Artificial Intelligence to Improve Patient Understanding of Radiology Reports

Affiliations
Review

Artificial Intelligence to Improve Patient Understanding of Radiology Reports

Kanhai Amin et al. Yale J Biol Med. .

Abstract

Diagnostic imaging reports are generally written with a target audience of other providers. As a result, the reports are written with medical jargon and technical detail to ensure accurate communication. With implementation of the 21st Century Cures Act, patients have greater and quicker access to their imaging reports, but these reports are still written above the comprehension level of the average patient. Consequently, many patients have requested reports to be conveyed in language accessible to them. Numerous studies have shown that improving patient understanding of their condition results in better outcomes, so driving comprehension of imaging reports is essential. Summary statements, second reports, and the inclusion of the radiologist's phone number have been proposed, but these solutions have implications for radiologist workflow. Artificial intelligence (AI) has the potential to simplify imaging reports without significant disruptions.

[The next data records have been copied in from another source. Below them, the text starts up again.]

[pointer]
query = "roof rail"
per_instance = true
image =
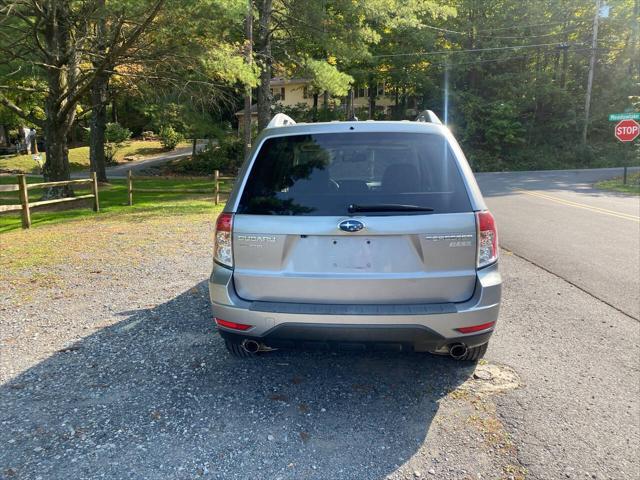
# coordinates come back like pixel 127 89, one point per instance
pixel 427 116
pixel 281 120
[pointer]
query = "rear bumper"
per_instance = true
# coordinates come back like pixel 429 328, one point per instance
pixel 425 327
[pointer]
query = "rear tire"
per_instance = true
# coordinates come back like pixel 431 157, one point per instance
pixel 236 350
pixel 475 353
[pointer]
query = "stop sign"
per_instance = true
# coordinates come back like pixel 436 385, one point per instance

Many AI technologies have been applied to radiology reports in the past for various clinical and research purposes, but patient focused solutions have largely been ignored. New natural language processing technologies and large language models (LLMs) have the potential to improve patient understanding of their imaging reports. However, LLMs are a nascent technology and significant research is required before LLM-driven report simplification is used in patient care.

Keywords: 21st Century Cures Act; Artificial Intelligence; Imaging Report; Large Language Model; Natural Language Processing; Radiology Report.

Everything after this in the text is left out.